Valentina começou a ter pesadelos. Acordava a meio da noite aos gritos: “Não me batas! Não me batas!”. Eu abraçava-a até ela adormecer outra vez, sentindo-me impotente perante o sofrimento dela.

Na escola, a professora chamou-me à parte. — Nora, a Valentina está muito retraída. Não quer brincar com os outros meninos. Disse-me que tem medo de ir para casa do pai.

Senti uma raiva surda crescer dentro de mim. Como é que ninguém tinha reparado antes? Será que todos fingiam não ver?

O processo judicial foi rápido para os padrões portugueses, mas cada audiência parecia uma eternidade. Miguel apresentou testemunhas: vizinhos que juravam nunca ter ouvido nada estranho; Aubrey chorou no tribunal, dizendo que sempre tratou Valentina como uma filha.

Eu mostrei as mensagens da minha filha, os desenhos dela cheios de figuras tristes e monstros com cara de vassoura. Mostrei as marcas nos braços dela e os relatórios médicos.

No final, o juiz olhou para mim com cansaço. — Sra. Nora, sabe que estas situações são sempre complicadas. Mas perante os indícios apresentados e o bem-estar da menor, vou suspender as visitas do pai até nova avaliação psicológica.

Senti um alívio imenso misturado com culpa. Valentina abraçou-me no corredor do tribunal e sussurrou: — Obrigada por me ouvires, mãe.

Mas nada voltou a ser igual. Miguel afastou-se ainda mais da nossa vida; Aubrey desapareceu sem deixar rasto. Os meus pais tentaram preencher o vazio com amor e rotinas seguras: passeios ao parque Eduardo VII, tardes de cinema em casa, bolos de iogurte ao domingo.

Valentina foi recuperando devagarinho. Voltou a sorrir aos poucos; voltou a brincar; voltou a confiar em mim — mas nunca mais pediu para dormir em casa do pai.

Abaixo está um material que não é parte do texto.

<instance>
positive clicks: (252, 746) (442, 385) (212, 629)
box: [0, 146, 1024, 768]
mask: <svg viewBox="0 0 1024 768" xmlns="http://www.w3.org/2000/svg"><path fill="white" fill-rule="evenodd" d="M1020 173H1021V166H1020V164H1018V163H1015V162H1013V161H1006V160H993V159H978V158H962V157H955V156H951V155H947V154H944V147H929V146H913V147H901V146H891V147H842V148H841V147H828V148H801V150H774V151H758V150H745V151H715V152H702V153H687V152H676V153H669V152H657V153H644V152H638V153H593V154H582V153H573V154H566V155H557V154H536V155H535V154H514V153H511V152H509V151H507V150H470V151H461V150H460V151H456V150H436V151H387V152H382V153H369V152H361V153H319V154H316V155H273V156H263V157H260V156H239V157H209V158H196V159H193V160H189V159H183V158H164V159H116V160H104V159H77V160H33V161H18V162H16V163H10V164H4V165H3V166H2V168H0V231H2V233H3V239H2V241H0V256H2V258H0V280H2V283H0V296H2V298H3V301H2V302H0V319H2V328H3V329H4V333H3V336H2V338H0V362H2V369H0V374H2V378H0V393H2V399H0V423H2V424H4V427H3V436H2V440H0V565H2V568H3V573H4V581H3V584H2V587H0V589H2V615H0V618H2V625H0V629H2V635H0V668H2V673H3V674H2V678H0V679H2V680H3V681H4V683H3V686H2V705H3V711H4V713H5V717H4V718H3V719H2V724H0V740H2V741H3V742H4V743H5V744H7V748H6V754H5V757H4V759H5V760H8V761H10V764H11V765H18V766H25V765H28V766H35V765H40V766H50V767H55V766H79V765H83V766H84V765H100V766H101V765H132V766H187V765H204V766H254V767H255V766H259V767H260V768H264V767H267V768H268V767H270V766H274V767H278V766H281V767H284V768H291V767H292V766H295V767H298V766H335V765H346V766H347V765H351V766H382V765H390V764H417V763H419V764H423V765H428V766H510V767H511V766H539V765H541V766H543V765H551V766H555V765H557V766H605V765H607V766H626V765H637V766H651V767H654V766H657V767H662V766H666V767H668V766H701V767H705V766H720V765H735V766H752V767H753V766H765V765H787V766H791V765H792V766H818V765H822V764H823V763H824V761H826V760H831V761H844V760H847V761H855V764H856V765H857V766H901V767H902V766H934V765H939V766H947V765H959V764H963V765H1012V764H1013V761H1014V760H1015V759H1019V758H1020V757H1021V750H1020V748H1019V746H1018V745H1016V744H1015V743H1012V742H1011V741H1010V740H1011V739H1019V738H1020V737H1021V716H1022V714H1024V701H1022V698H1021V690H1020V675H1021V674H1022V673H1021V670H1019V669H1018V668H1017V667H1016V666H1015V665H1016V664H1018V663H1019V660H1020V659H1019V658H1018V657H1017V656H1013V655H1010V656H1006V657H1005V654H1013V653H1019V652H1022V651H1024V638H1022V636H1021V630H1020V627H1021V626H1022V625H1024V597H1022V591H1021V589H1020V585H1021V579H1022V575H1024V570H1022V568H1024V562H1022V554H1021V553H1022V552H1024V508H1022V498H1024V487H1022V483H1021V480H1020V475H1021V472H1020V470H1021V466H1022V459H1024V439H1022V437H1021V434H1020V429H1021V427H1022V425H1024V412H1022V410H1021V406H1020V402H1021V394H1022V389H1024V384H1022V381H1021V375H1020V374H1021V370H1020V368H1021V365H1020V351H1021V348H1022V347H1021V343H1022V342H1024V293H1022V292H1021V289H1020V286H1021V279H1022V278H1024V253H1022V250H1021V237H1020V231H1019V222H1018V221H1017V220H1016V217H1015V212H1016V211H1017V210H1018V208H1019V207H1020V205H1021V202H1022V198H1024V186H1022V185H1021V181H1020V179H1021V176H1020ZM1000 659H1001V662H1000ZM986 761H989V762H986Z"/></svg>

Às vezes pergunto-me se fiz tudo certo. Se protegi verdadeiramente a minha filha ou se lhe roubei para sempre o direito de ter um pai presente. Mas depois lembro-me do grito dela naquele dia e sei que não podia ter feito outra coisa.

E vocês? O que fariam se estivessem no meu lugar? Até onde iriam para proteger um filho?